Und damit sind wir bei uns angekommen, am Heiligen Abend 2019. „Wollt ihr?“, fragt Hesekiel auch uns. „Wollt ihr ihn haben, diesen besonderen Gast? Soll er einziehen bei euch?“ – „Es kommt darauf an, ob er zu uns passt“, könnten wir vorsichtig prüfend antworten. „Was kann er denn so? Und was bringt er mit? Wie würde es aussehen, ein Leben mit ihm?“ Diese kritischen Fragen sind durchaus berechtigt, auch wenn der Prophet sich darüber ein wenig ärgern würde. Aber so eine Entscheidung ist folgenschwer. Da kann man nicht einfach mal so, nur weil Heiligabend ist, drüber hinwegsehen. Also überlegen wir ruhig ein wenig.

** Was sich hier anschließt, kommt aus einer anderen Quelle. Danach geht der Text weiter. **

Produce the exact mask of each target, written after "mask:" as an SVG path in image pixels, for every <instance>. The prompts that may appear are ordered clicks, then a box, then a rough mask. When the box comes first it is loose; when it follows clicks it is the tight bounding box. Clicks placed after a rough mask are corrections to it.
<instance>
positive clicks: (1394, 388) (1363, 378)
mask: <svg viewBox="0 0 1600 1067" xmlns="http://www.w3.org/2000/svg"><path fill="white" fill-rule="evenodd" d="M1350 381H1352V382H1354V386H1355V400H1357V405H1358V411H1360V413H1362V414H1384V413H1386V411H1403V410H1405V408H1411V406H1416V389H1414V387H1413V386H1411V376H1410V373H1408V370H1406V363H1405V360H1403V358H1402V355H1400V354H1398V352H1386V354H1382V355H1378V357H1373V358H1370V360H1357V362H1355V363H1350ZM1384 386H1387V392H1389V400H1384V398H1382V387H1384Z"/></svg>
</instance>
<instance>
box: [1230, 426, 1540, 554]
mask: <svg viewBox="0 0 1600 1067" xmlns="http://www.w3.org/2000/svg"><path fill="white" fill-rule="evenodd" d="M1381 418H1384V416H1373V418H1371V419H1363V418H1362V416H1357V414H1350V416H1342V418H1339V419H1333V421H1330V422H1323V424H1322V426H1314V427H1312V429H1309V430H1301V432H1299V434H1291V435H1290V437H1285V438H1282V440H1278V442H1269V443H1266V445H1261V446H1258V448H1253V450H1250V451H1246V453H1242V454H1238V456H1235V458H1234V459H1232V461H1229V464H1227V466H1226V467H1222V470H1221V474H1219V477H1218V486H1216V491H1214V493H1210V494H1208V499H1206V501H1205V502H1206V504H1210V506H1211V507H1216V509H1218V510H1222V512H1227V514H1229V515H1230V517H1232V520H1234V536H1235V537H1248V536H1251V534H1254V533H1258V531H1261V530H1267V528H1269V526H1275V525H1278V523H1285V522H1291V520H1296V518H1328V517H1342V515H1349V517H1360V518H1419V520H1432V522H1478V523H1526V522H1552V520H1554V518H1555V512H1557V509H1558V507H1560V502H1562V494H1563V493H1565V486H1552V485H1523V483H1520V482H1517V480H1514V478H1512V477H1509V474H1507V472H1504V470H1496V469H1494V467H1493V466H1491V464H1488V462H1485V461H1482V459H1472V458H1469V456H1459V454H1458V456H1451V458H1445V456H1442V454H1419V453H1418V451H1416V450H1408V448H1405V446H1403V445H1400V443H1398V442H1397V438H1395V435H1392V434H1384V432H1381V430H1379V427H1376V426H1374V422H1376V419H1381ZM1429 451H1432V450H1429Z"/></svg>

Gott unter uns – das könnte heißen, dass wir weicher und offener werden, als es sonst im Alltag der Fall ist. Er kommt ja in Gestalt eines Neugeborenen. Da wird man ganz von selbst zarter und sensibler und spürt, was so ein Kind braucht. Und wenn wir Gott in einem hilfsbedürftigen Kind entdecken, dann sicher auch in anderen Menschen, die auf unsere Feinfühligkeit und unser Mitgefühl angewiesen sind. – Das wäre ein neuer Ton, ein neuer Glanz, eine neue Offenheit, die sich einschleicht unter uns, in dieser Heiligen Nacht und hoffentlich noch in vielen Tagen und Nächten. Die rauen Hirten haben diesen neuen Ton gehört aus dem Mund von Engeln. Sie haben weiche Knie davon bekommen und ein warmes Herz. Und sind nach Bethlehem geeilt und haben eingeschlagen in diesen Friedensbund.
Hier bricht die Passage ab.